Genuine kopi luwak from wild civets is difficult to purchase in Indonesia and proving it is not fake is very difficult – there is little enforcement regarding use of the name "kopi luwak", and there's even a local cheap coffee brand named "Luwak", which costs under US$3 per kilogram but is occasionally sold online under the guise of real kopi luwak.

Variations 
There are reports of a kopi luwak type process occurring naturally with muntjac and birds. Bat coffee is another variation that is in demand.
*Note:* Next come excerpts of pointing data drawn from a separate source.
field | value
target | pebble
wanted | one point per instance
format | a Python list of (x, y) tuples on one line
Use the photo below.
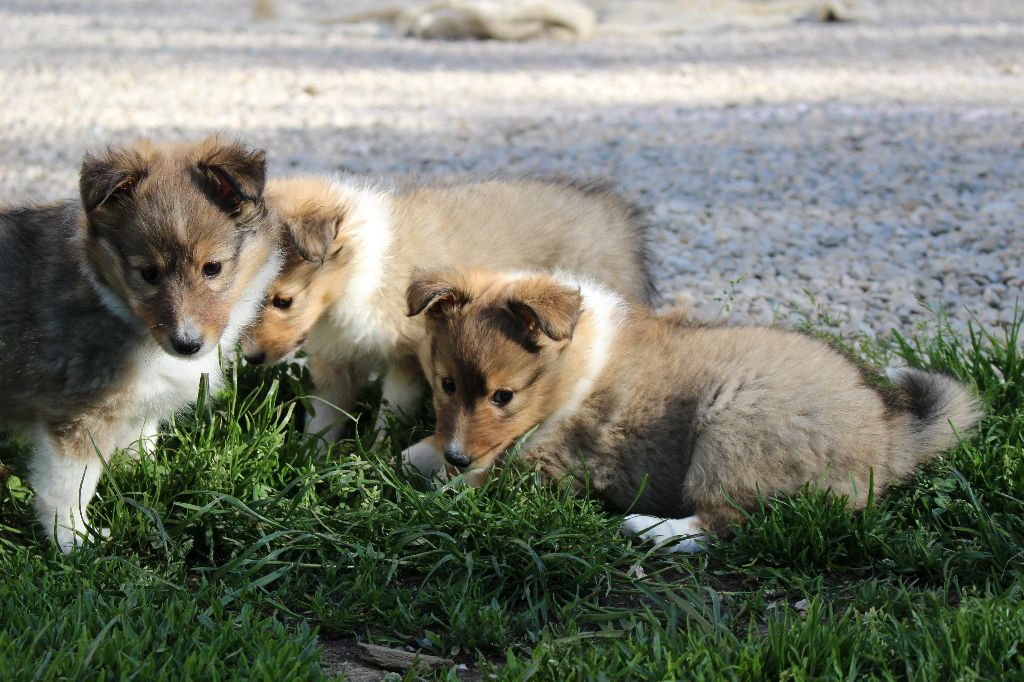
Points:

Bats feed on the ripest coffee and fruits and spit out the seeds. These seeds are dried and processed to make coffee with a slight fruity flavor.

Biotech Kopi  
Now microbiologists can "seed" coffee beans with the same microbes as are found in civet gut, and produce the same flavor of coffee, without the mess of dealing with civet excrement.

In popular culture
In the movie The Bucket List, billionaire health care magnate Edward Cole (played by Jack Nicholson) enjoys drinking kopi luwak, but is unaware of how it is produced. Carter Chambers (Morgan Freeman) explains how civets defecate kopi luwak coffee beans and that its gastric juices give the unique aroma to this coffee.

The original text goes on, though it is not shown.